A few sunbathers glanced curiously at Joe as he walked north through the coconut-oiled throng, because he was not dressed for the beach. He wore a white T-shirt, tan chinos, and running shoes without socks. He had not come to swim or sunbathe.

As lifeguards watched the swimmers, strolling young women in bikinis watched the lifeguards. Their rhythmic rituals distracted them entirely from the architects of shells cast on the foaming shore near their feet.

Children played in the surf, but Joe could not bear to watch them. Their laughter, shouts, and squeals of delight abraded his nerves and sparked in him an irrational anger.

Carrying a Styrofoam cooler and a towel, he continued north, gazing at the seared hills of Malibu beyond the curve of Santa Monica Bay.

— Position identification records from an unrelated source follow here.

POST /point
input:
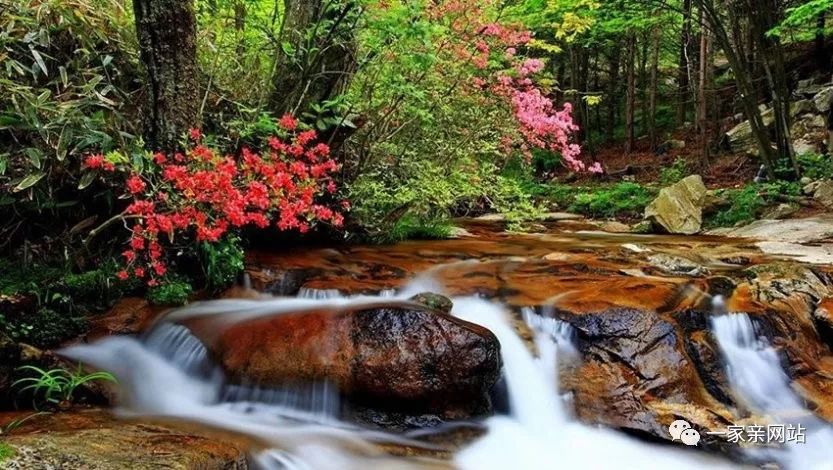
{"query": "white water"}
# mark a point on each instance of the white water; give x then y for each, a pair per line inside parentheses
(168, 374)
(758, 381)
(538, 433)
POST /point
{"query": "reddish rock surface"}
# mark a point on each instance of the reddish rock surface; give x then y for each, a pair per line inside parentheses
(94, 440)
(396, 355)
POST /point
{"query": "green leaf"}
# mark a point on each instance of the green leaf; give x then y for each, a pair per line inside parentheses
(86, 179)
(35, 156)
(29, 181)
(64, 79)
(39, 61)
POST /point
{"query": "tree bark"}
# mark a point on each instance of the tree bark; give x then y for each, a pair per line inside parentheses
(703, 86)
(631, 95)
(745, 86)
(683, 68)
(167, 34)
(317, 54)
(612, 94)
(652, 95)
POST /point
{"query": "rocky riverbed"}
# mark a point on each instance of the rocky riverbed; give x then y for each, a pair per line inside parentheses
(639, 306)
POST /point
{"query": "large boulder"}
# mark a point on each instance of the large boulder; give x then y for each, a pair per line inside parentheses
(679, 207)
(398, 356)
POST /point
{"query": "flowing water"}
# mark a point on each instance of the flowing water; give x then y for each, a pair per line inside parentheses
(167, 373)
(759, 382)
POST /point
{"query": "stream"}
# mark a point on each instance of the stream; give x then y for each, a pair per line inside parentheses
(671, 324)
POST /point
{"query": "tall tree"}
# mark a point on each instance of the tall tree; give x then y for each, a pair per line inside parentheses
(630, 104)
(683, 68)
(167, 34)
(317, 53)
(703, 87)
(652, 93)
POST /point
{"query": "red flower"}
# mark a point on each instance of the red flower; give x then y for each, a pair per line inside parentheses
(135, 184)
(288, 122)
(94, 161)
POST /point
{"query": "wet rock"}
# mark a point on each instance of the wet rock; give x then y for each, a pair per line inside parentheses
(807, 230)
(673, 264)
(781, 211)
(679, 207)
(823, 193)
(823, 99)
(129, 316)
(438, 302)
(395, 356)
(636, 375)
(92, 440)
(823, 315)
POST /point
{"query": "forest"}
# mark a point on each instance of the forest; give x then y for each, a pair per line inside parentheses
(166, 151)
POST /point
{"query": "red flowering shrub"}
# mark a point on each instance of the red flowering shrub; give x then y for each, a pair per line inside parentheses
(202, 195)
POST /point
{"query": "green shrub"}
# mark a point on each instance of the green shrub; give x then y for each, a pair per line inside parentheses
(747, 203)
(222, 262)
(622, 199)
(816, 166)
(674, 173)
(6, 452)
(56, 386)
(174, 292)
(45, 328)
(410, 227)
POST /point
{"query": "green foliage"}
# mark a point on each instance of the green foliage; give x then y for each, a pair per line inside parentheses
(411, 227)
(222, 262)
(64, 87)
(57, 386)
(624, 199)
(747, 203)
(6, 452)
(173, 292)
(45, 328)
(674, 173)
(62, 300)
(803, 16)
(816, 166)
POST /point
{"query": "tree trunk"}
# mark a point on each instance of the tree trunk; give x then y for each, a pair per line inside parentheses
(631, 95)
(822, 57)
(703, 93)
(316, 57)
(167, 33)
(240, 26)
(612, 94)
(652, 95)
(745, 86)
(683, 68)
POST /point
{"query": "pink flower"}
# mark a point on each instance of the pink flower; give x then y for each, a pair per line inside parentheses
(135, 184)
(288, 122)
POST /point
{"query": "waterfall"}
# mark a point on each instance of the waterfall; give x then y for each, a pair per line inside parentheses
(168, 373)
(538, 433)
(759, 382)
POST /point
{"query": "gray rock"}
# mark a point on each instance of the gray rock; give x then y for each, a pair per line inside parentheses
(823, 193)
(679, 207)
(822, 100)
(781, 211)
(673, 264)
(808, 230)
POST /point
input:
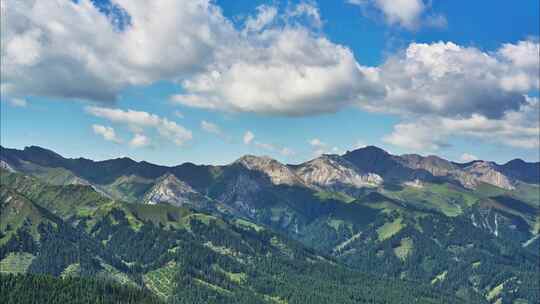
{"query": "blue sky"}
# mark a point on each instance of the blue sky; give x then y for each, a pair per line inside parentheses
(452, 78)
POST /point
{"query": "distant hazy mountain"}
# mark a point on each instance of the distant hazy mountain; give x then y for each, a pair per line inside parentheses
(470, 230)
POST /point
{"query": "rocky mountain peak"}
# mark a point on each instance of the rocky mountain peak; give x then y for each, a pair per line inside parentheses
(170, 189)
(278, 173)
(488, 172)
(334, 171)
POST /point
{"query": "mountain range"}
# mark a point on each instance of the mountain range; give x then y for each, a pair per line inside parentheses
(447, 232)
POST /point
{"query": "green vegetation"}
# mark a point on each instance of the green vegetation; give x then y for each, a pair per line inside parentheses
(389, 229)
(30, 289)
(404, 249)
(16, 262)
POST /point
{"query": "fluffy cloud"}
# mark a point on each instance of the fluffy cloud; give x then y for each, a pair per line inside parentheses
(409, 14)
(466, 157)
(450, 80)
(275, 64)
(108, 133)
(18, 102)
(210, 127)
(516, 128)
(248, 137)
(71, 49)
(139, 120)
(282, 72)
(319, 147)
(139, 141)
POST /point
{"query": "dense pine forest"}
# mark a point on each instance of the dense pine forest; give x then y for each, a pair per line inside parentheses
(63, 240)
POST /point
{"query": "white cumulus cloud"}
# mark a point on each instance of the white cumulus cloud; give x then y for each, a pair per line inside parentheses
(466, 157)
(139, 120)
(107, 133)
(210, 127)
(248, 137)
(139, 141)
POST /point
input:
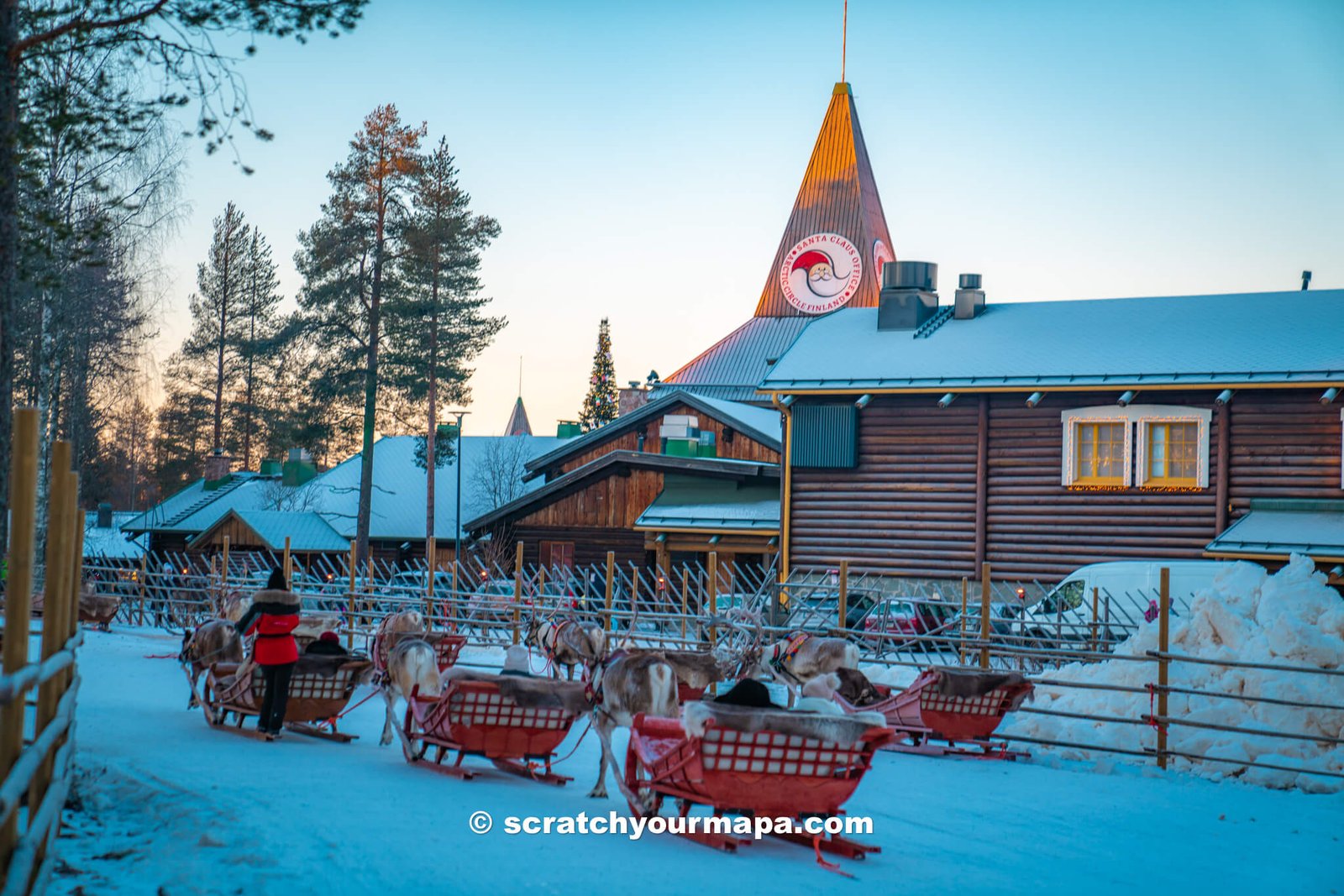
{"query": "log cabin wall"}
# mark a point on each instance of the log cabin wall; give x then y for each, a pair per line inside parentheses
(911, 506)
(741, 449)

At last he found a less populated stretch of sand. He unrolled the towel, sat facing the sea, and took a bottle of beer from its bed of ice in the cooler.

If ocean-view property had been within his means, he would have finished out his life at the water’s edge. The ceaseless susurration of surf, the sun-gilded and moon-silvered relentlessness of incoming breakers, and the smooth liquid curve to the far horizon brought him not any sense of peace, not serenity, but a welcome numbness.

The rhythms of the sea were all he ever expected to know of eternity and of God. if he drank a few beers and let the therapeutic vistas of the Pacific wash through him, he might then be calm enough to go to the cemetery. To stand upon the earth that blanketed his wife and his daughters. To touch the stone that bore their names.